本文链接：https://blog.csdn.net/weixin_74996125/article/details/136824803

本文介绍了特征缩放的概念，它为何在机器学习中重要，特别是通过AndrewNg的例子说明了数据范围对梯度下降法收敛速度的影响。文章详细讲解了标准化、均值标准化等方法及其适用场景。

摘要生成于 C知道，由 DeepSeek-R1 满血版支持，前往体验 >

一、What is feature scaling:：

二、Why do we need to perform feature scaling?

三、How to perform feature scaling:

1、Normalization:

2、Mean normalization:

3、Standardization (data needs to follow a normal distribution):

一、What is feature scaling：

Simply put, it is the process of normalizing the units of data, which results in significant differences in the non unit values of various data in the training dataset. However, we use normalization and other methods to stabilize the data range within a relatively small area.

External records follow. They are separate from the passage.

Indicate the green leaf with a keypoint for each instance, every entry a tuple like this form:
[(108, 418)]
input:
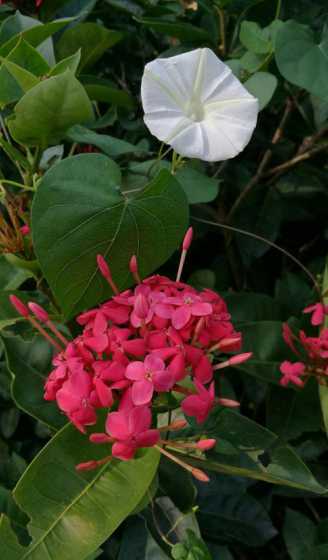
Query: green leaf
[(28, 58), (264, 339), (110, 145), (29, 363), (100, 90), (23, 77), (299, 534), (33, 31), (101, 220), (11, 277), (255, 452), (197, 186), (301, 60), (254, 38), (285, 411), (71, 513), (45, 112), (184, 31), (91, 38), (228, 512), (70, 63), (262, 85)]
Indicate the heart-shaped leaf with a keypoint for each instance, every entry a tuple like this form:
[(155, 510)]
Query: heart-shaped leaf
[(301, 60), (45, 112), (79, 211), (72, 513)]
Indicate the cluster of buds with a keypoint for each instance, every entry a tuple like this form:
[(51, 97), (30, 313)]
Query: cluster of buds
[(311, 351), (162, 336)]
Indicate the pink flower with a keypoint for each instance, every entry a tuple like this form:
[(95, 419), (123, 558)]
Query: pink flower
[(201, 404), (131, 430), (148, 376), (291, 373), (189, 305), (75, 399), (318, 310)]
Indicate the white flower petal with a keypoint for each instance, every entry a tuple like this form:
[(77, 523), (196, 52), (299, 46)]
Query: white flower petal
[(196, 105)]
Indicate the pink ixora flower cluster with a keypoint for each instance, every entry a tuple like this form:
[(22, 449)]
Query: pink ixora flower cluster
[(311, 351), (160, 337)]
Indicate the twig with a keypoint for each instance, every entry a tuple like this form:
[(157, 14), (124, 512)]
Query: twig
[(264, 161), (295, 160)]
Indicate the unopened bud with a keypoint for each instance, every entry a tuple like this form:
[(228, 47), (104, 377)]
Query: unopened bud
[(103, 267), (99, 438), (229, 403), (200, 475), (39, 312), (206, 444), (187, 239), (20, 307), (141, 306)]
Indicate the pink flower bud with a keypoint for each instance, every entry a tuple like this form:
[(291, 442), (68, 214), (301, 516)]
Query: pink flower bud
[(141, 306), (39, 312), (200, 475), (187, 239), (103, 267), (240, 358), (20, 307), (133, 265), (88, 466), (99, 438), (205, 444), (25, 229), (229, 403)]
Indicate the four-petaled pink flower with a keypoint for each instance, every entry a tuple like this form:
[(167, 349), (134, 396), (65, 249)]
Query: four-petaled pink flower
[(75, 398), (318, 310), (131, 430), (292, 373), (148, 376), (201, 404)]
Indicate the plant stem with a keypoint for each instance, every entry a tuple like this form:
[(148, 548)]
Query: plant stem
[(264, 161)]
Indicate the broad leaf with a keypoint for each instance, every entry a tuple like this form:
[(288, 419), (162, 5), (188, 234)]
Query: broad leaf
[(301, 60), (91, 38), (45, 112), (246, 448), (71, 513), (101, 220), (262, 85), (110, 145), (29, 362)]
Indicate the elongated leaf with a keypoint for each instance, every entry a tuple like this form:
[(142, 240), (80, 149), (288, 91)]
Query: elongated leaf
[(110, 145), (91, 38), (73, 221), (29, 362), (259, 453), (45, 112), (302, 60), (71, 513)]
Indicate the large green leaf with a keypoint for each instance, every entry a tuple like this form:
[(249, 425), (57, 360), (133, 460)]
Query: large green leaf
[(110, 145), (32, 30), (45, 112), (79, 212), (91, 38), (29, 362), (301, 60), (246, 448), (71, 513), (184, 31)]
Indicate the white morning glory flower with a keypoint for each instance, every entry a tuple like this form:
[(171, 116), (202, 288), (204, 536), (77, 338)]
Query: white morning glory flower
[(195, 104)]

二、Why do we need to perform feature scaling?

I have read many articles, and it's like how we often have a one-sided understanding of something due to its overly prominent side. For the more valuable side, we unconsciously lean towards the past. It is best for us to understand this point from a contour map:

Using the example said by Andrew Ng, let's assume that his housing price prediction is:

Total square meter: 300 square meters~2000 square meters	Number of rooms: 1 to 5
$w_1$ = 50	$w_2$ = 0.1
$w_1$ = 0.1	$w_2$ = 50

Meanwhile, assuming b=50, for a 2000 square meter, 5-room house, the normal price would be 500000 yuan:

At the same time, assuming b=50, for a 2000 square meter, 5-room house, the normal price is 500000 yuan. Therefore, when we bring in two different groups of w1 and w2 in the list, we can find that the factor with the larger value is: the total square * 50+room * 0.1, which gives a value of about 100000 yuan, while the other group is about 500000 yuan.

We can find that we prefer a smaller value with a larger corresponding coefficient. So, what is the relationship between this and gradient descent?

We can understand it from the contour map:

This is a contour map of $J(\vec{w},b)$ ,So we can take a look at how gradient descent may go if it needs to reach its minimum point:

Due to the short axis range corresponding to size and the long axis corresponding to room, in order to obtain a minimum value that satisfies the condition through gradient descent, this situation may occur, leading to slower convergence. That's why we need to perform feature scaling, and if the image is not an ellipse but a circle, its effect is the best case.